Question

Consider an electron that is 10−10 m from an alpha particle

Answer 1

a) $2.88\cdot 10^{11} N/C$

b) $1.44\cdot 10^{11} N/C$

c) $4.6\cdot 10^{-8} N$

Explanation:

a)

The magnitude of the electric field produced by a single-point charge is given by the equation

$E=\frac{kQ}{r^2}$

where

k is the Coulomb's constant

Q is the charge source of the field

r is the distance from the charge

The field has direction:

- Out from the charge if the charge is positive

- Towards the charge if the charge is negative

In this part, we want to find the electric field due to the alpha particle at the location of the electron. We have:

$q=3.2\cdot 10^{-19}C$ (charge of the alpha particle)

$r=10^{-10}m$ distance of the electron from the alpha particle

So, the electric field is

$E=\frac{(9\cdot 10^9)(3.2\cdot 10^{-19})}{(10^{-10})^2}=2.88\cdot 10^{11} N/C$

And since the alpha particle is positively charged, the direction of the field is out from the particle.

b)

Here we want to find the electric field due to the electron at the location of the alpha particle.

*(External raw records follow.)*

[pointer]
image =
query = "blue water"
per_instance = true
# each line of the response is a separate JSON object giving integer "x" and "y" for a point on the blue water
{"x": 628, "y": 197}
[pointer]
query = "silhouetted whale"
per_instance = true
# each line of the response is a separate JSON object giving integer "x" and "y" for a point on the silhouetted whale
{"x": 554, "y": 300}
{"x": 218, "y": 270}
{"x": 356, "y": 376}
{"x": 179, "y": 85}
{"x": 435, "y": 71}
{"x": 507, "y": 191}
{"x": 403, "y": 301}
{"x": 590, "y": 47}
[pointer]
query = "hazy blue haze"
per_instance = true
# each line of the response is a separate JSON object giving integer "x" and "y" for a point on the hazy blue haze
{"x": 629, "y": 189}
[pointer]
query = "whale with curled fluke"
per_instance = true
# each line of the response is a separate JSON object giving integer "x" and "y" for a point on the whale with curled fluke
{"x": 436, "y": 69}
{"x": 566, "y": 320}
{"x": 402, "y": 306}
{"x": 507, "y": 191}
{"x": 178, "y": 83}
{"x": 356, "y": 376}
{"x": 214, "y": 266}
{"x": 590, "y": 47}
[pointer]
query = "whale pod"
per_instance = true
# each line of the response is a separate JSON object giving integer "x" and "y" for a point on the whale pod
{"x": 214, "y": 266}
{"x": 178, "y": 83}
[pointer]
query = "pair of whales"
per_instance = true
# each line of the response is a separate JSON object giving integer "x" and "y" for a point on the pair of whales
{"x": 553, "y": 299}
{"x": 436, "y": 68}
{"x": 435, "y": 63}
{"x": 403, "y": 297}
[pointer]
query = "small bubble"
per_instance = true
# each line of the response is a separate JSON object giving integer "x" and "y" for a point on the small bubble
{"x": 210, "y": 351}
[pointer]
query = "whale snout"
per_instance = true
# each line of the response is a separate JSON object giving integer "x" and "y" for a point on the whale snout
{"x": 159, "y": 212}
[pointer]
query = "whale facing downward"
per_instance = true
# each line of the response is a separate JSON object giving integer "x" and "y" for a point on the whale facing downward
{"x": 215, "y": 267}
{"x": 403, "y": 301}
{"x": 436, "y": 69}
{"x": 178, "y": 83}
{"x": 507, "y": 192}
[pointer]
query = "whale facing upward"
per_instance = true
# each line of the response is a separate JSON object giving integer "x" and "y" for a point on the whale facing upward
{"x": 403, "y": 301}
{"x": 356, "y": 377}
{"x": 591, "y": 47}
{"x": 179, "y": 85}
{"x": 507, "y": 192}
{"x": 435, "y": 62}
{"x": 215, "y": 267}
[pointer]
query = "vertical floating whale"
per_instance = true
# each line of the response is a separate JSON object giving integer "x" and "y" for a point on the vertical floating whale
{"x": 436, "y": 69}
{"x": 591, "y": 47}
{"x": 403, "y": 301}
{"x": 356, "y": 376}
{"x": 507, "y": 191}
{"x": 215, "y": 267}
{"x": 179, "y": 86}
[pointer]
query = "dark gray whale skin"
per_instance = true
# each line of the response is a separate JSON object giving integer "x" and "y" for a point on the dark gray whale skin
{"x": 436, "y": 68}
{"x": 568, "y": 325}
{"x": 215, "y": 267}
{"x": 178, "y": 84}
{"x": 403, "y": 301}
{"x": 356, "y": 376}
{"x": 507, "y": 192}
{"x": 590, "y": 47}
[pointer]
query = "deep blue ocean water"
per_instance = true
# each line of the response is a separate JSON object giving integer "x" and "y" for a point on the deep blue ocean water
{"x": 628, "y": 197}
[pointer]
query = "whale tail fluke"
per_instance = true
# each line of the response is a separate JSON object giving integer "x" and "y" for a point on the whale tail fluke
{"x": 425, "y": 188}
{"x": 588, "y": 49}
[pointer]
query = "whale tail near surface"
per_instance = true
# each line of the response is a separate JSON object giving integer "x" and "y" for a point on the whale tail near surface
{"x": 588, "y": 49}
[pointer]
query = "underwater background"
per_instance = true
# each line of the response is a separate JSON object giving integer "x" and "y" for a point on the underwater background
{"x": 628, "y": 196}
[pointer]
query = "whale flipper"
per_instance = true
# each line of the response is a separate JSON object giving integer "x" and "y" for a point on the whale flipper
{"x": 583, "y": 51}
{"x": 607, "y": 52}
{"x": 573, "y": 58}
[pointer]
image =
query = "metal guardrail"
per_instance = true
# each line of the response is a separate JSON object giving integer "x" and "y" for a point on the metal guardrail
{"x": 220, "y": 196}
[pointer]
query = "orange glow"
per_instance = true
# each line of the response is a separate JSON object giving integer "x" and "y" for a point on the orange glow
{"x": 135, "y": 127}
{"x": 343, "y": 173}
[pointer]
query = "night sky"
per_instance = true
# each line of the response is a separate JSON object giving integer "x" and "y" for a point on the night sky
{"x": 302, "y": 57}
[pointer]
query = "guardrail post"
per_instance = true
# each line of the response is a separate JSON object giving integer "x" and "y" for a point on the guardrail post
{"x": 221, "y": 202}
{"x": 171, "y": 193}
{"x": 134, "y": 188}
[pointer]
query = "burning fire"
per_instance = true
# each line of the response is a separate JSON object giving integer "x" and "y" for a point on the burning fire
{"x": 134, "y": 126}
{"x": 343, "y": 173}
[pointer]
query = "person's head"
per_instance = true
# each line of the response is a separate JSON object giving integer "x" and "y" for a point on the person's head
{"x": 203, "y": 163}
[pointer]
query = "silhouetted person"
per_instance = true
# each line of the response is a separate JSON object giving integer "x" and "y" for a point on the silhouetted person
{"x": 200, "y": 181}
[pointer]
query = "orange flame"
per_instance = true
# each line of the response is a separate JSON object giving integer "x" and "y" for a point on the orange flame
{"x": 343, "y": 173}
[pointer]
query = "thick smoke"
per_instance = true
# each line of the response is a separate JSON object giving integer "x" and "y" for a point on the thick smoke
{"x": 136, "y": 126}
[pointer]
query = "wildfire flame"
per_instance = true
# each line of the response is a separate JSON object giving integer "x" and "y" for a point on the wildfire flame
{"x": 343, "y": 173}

We use again the same formula as before:

$E=\frac{kQ}{r^2}$

where

k is the Coulomb's constant

Q is the charge source of the field

r is the distance from the charge

where in this case:

$Q=1.6\cdot 10^{-19}C$ is the charge of the electron

$r=10^{-10}m$ distance of the alpha particle from the electron

Therefore, the electric field due to the electron is

$E=\frac{(9\cdot 10^9)(1.6\cdot 10^{-19})}{(10^{-10})^2}=1.44\cdot 10^{11} N/C$

And since the electron is negatively charged, the direction of the field is towards the electron.

c)

The electrostatic force between two electric charges is given by Coulomb's Law:

$F=\frac{kq_1 q_2}{r^2}$

where

k is the Coulomb's constant

q1, q2 are the two  charges

r is the separation between the two charges

In this problem we have:

$q_1=3.2\cdot 10^{-19}C$ is the charge of the alpha particle

$q_2=1.6\cdot 10^{-19}C$ is the charge of the electron

$r=10^{-10}m$ distance between the two charges

So, the force is

$F=\frac{(9\cdot 10^9)(3.2\cdot 10^{-19})(1.6\cdot 10^{-19})}{(10^{-10})^2}=4.6\cdot 10^{-8} N$

The force is the same on the two particles (Newton's third law of motion), and it is attractive, since the two charges have opposite sign.